[<prev] [next>] [<thread-prev] [thread-next>] [day] [month] [year] [list]
Message-ID: <20120411122727.GA9583@linux.vnet.ibm.com>
Date: Wed, 11 Apr 2012 05:27:27 -0700
From: "Paul E. McKenney" <paulmck@...ux.vnet.ibm.com>
To: Lai Jiangshan <laijs@...fujitsu.com>
Cc: linux-kernel@...r.kernel.org, mingo@...e.hu, dipankar@...ibm.com,
akpm@...ux-foundation.org, mathieu.desnoyers@...ymtl.ca,
josh@...htriplett.org, niv@...ibm.com, tglx@...utronix.de,
peterz@...radead.org, rostedt@...dmis.org, Valdis.Kletnieks@...edu,
dhowells@...hat.com, eric.dumazet@...il.com, darren@...art.com,
fweisbec@...il.com, patches@...aro.org
Subject: Re: [PATCH 3/4 V2] implement per-domain single-thread state machine
call_srcu()
On Tue, Apr 10, 2012 at 04:18:58PM -0700, Paul E. McKenney wrote:
> On Mon, Mar 19, 2012 at 04:12:13PM +0800, Lai Jiangshan wrote:
> > o state machine is light way and single-threaded, it is preemptible when checking.
> >
> > o state machine is a work_struct.
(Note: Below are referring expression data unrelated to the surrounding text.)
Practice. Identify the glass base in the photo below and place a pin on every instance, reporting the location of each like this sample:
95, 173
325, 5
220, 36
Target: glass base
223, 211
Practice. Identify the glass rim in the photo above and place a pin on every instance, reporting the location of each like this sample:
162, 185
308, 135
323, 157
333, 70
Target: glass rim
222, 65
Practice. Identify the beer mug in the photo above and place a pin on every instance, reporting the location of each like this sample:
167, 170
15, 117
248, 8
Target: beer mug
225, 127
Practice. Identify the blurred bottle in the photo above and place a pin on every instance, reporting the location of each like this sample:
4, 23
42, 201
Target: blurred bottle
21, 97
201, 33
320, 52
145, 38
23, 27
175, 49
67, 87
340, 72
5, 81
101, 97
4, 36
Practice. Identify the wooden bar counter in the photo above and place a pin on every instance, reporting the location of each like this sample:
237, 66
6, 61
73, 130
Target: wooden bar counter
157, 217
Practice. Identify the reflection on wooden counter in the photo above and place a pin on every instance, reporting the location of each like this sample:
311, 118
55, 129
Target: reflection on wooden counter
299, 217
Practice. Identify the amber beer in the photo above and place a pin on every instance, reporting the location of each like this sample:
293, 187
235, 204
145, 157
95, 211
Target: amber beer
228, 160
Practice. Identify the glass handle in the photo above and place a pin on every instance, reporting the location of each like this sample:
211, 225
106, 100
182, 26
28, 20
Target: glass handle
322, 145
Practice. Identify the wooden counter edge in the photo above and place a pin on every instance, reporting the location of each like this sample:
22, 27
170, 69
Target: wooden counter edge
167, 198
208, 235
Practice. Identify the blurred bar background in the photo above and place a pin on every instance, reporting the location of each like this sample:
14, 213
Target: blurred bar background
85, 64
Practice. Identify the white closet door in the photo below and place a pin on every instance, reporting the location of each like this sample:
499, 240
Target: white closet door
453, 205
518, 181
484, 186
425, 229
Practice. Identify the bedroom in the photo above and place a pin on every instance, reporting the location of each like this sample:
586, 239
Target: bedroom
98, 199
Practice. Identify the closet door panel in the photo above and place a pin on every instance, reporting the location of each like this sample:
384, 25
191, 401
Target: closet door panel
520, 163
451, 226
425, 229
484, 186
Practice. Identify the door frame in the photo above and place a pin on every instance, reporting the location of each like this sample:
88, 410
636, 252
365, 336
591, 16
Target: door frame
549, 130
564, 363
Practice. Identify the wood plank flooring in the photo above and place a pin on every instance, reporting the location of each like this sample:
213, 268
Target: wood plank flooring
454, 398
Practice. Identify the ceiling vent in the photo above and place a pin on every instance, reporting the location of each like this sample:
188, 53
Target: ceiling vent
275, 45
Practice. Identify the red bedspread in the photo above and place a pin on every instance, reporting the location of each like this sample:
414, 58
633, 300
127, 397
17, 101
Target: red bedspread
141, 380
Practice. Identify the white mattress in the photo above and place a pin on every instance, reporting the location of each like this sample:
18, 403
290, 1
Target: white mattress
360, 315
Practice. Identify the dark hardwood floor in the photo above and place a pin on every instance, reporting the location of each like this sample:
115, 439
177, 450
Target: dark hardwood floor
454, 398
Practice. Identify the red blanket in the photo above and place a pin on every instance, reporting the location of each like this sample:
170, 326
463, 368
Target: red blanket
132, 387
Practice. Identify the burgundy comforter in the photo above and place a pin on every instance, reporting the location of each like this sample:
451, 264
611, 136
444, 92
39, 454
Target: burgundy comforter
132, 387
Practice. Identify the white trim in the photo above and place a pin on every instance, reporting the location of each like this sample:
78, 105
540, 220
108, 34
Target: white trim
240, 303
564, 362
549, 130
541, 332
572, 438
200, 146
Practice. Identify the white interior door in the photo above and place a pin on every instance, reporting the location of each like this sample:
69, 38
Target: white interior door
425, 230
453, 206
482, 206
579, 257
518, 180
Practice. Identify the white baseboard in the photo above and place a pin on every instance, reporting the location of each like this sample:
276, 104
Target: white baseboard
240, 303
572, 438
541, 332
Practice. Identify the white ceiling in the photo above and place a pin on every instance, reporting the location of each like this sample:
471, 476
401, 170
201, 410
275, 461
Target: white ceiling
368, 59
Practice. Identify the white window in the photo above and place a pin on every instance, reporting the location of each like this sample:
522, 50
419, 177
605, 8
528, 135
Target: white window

So, there is no thread occupied
> > by SRCU when the srcu is not actived(no callback). And it does
> > not sleep(avoid to occupy a thread when sleep).
> >
> > o state machine is the only thread can flip/check/write(*) the srcu_struct,
> > so we don't need any mutex.
> > (write(*): except ->per_cpu_ref, ->running, ->batch_queue)
> >
> > o synchronize_srcu() will take the processing ownership when no other
> > state-machine is running.(the task of synchronize_srcu() becomes
> > the state-machine-thread). This fast patch can avoid scheduling.
> > When the fast path fails, it falls back to "call_srcu() + wait".
> >
> > o callback is probably called in the same CPU when it is queued.
> >
> > The trip of a callback:
> > 1) ->batch_queue when call_srcu()
> >
> > 2) ->batch_check0 when try to do check_zero
> >
> > 3) ->batch_check1 after finish its first check_zero and the flip
> >
> > 4) ->batch_done after finish its second check_zero
> >
> > The current requirement of the callbacks:
> > The callback will be called inside process context.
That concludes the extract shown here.